From 1 July 2026, employers will need to pay employee superannuation at the same time as wages, rather than quarterly. Super must generally be received by the employee’s super fund within the required timeframe after each payday, meaning business owners will need to be more disciplined with payroll, cash flow and compliance.
For owners, the implications fall into three key areas.
1. Compliance risk
Late or unpaid super may result in Superannuation Guarantee Charge, interest, penalties, administration fees and loss of tax deductibility. In some cases, directors may also face personal exposure. Importantly, super is not treated as paid simply because it has left the business bank account, it must reach the employee’s super fund before the due date, which under Payday super will be within 7 business days.

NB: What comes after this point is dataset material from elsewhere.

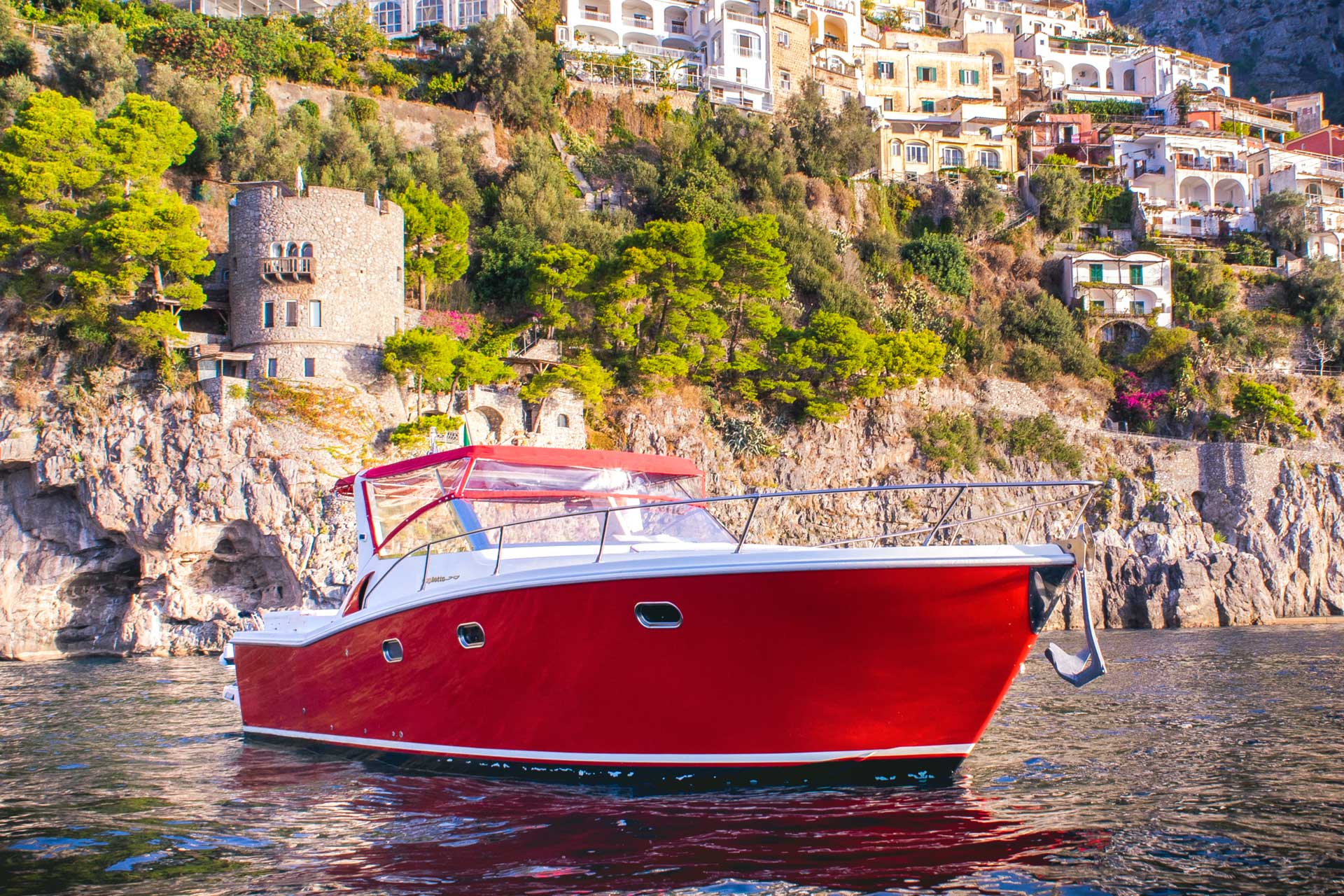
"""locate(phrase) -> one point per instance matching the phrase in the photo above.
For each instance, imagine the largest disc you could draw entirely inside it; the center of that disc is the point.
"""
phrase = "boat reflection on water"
(387, 830)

2. Payroll and processing changes
Businesses will need to review whether their payroll software and clearing house arrangements can support payday super. The ATO Small Business Superannuation Clearing House is also expected to close, meaning some small businesses will need to move to new payroll or super payment systems. Employers should also check employee super fund details and ensure processes are updated before July 2026.
3. Financial and cash flow pressure
The biggest impact may be cash flow. Many businesses have become used to paying super quarterly, which has created a timing buffer. Payday Super removes that buffer. Super will need to be funded every pay run, alongside wages, PAYG withholding and normal operating costs.
For businesses already dealing with tight margins, slow-paying customers, tax debt or seasonal revenue, this change could place real pressure on working capital.
What owners should do now: review payroll systems, model the cash flow impact, check super fund details, and speak with their accountant or advisor before the rules commence.
Payday Super is more than a compliance change. It is a shift in how businesses manage payroll, cash flow and financial discipline. Early preparation will reduce the risk of penalties and help business owners avoid unnecessary pressure when the changes begin.